Kapitel 12

Abendliche Kurzweil

Mrs Betty Peggotty (Besitzerin) freut sich,

ein neuen Künstler ankündigen zu könn.

Im Flinken Finger tritt auf:

Der Knochenmagier

Tägliche Vorfürung von Totenerweckung

Keiner wird enttäuscht sein!

Eintritt sechs Pence

Außerdem kann besichtigt werden:

Das Gefrässige Biest

Ein absolut scheusliche Kreatur

mit unstillbarem Appetit

Eintritt sechs Pence

Erfrischungen jederzeit im Gasthaus erhältlich

Öffnungszeiten durchgehend von früh bis spät

Pin stand im Eingang des Flinken Fingers, von wo aus er den weggeworfenen Zettel zu seinen Füßen, der wie viele andere im Rinnstein lag, mühelos lesen konnte.

Das Gefräßige Biest. Erst kürzlich hatte Deodonatus Snoad darüber geschrieben. Und jetzt ein Knochenmagier … Das könnte interessant sein. Pin hatte das Mietgeld, das er Barton schuldete, in seinem Zimmer zurückgelassen, deshalb fanden sich in seiner Tasche nur noch ein paar Pennys – aber wollte er die ausgerechnet hier ausgeben? Die Entscheidung wurde ihm abgenommen, als ein großer Schatten über ihn fiel. Es war Wachtmeister Coggley.

»Na, was hast du denn vor? Du weißt doch, Kinder haben hier absolut nichts verloren.« Er musterte Pin neugierig. »Dich kenne ich doch?«

»Ich glaube nicht«, sagte Pin ausweichend.

»Aber sicher«, sagte Coggley, fasste dem Jungen unter das Kinn und zwang ihn, ihm ins Gesicht zu sehen. »Du bist doch dieser Pin Carpue. Deine seltsamen Augen kannst du nicht verleugnen. Und? Was führst du jetzt im Schilde, Junge? Etwa Ärger machen?«

»Nein!«, rief Pin empört und drehte sein Gesicht weg. Er drückte gegen die schwere Eingangstür und sie gab langsam nach.

»Hast du deinen Vater gesehen?«, rief Coggley ihm nach. »Wenn du ihn gesehen hast, dann sag mir’s lieber gleich. Er ist immer noch ein gesuchter Mann.«

»Weiß ich, weiß ich«, murmelte Pin und verschwand im Gasthaus.
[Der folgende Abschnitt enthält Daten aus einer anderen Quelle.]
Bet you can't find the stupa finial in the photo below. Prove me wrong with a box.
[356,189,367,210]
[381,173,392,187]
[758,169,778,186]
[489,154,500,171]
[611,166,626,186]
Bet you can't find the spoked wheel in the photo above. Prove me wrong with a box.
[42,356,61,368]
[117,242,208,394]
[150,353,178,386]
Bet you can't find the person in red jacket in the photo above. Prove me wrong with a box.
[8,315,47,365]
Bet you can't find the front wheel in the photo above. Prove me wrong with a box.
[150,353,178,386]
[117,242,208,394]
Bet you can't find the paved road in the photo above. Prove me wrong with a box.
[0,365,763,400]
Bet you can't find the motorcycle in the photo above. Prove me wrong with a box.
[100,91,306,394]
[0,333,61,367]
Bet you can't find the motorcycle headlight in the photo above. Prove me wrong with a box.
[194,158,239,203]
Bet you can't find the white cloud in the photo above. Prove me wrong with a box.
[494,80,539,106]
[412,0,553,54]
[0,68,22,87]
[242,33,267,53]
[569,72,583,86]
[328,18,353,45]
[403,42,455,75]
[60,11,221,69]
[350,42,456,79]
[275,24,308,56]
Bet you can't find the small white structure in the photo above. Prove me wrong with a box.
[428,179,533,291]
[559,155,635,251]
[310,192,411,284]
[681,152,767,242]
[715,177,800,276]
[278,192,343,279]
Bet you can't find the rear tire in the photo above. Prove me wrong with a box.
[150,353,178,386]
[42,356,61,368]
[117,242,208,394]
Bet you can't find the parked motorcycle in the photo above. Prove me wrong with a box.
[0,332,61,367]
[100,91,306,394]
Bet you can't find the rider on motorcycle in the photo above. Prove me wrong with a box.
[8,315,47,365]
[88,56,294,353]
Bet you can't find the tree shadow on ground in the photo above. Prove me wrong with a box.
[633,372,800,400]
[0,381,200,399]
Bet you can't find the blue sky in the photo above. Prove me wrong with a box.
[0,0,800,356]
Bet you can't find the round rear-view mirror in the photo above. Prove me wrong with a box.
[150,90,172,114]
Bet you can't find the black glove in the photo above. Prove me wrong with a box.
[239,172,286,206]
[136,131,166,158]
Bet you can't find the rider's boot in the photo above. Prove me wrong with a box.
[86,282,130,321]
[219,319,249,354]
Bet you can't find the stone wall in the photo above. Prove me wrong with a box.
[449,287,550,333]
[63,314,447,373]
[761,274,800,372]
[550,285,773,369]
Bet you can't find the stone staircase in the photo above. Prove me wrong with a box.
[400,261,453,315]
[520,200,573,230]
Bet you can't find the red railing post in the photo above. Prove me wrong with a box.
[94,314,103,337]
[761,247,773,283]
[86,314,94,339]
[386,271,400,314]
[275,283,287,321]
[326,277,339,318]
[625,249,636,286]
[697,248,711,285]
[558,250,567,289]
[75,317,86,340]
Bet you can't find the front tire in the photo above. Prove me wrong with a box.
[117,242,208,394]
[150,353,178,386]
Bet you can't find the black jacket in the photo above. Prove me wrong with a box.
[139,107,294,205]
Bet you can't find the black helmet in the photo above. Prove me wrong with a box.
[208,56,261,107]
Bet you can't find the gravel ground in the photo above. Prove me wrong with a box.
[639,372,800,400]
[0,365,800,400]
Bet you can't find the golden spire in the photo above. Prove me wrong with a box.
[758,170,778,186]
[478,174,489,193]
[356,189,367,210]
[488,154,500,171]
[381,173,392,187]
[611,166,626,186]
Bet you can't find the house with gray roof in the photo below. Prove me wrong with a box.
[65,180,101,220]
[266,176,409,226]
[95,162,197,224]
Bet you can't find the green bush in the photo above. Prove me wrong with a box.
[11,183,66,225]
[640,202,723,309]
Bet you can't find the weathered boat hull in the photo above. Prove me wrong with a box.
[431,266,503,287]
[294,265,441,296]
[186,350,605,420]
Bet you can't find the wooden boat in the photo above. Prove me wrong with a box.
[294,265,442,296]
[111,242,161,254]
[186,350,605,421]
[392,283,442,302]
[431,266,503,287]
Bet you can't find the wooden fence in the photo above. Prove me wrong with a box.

Der Flinke Finger war eine von vielen Schänken, die sich schon seit Jahrhunderten an der gleichen Stelle der Brücke behaupteten. Es war ein guter Standort, genau in der Mitte, und das bedeutete, dass sich die Leute einreden konnten, sie befänden sich immerhin noch nicht auf der anderen Seite. Denn so, wie sich die Nordstädter nur ungern nach Süden wagten, so verspürten auch die aus der Südstadt kein großes Verlangen danach, den nördlichen Teil zu betreten. Namen und Besitzer der Schänke hatten im Lauf der Jahre oft gewechselt, etwas aber hatte sich nie geändert: die Art der Kundschaft. Oft hieß es, als Besucher von Urbs Umida brauche man nur in den Flinken Finger zu gehen, um von dem, was die Stadt zu bieten hatte, einen Eindruck zu bekommen. Alles war dort vertreten: der Schmutz, der Gestank und auch die guten Bürger selbst; die Räuber, Schwindler und Betrüger, die Lügner, die Hochstapler und die Fälscher. Einwohner aus dem Norden genauso wie solche aus dem Süden, und alle wurden von Betty Peggotty gleich behandelt. So gleich jedenfalls, wie es ihre Geldbeutel zuließen.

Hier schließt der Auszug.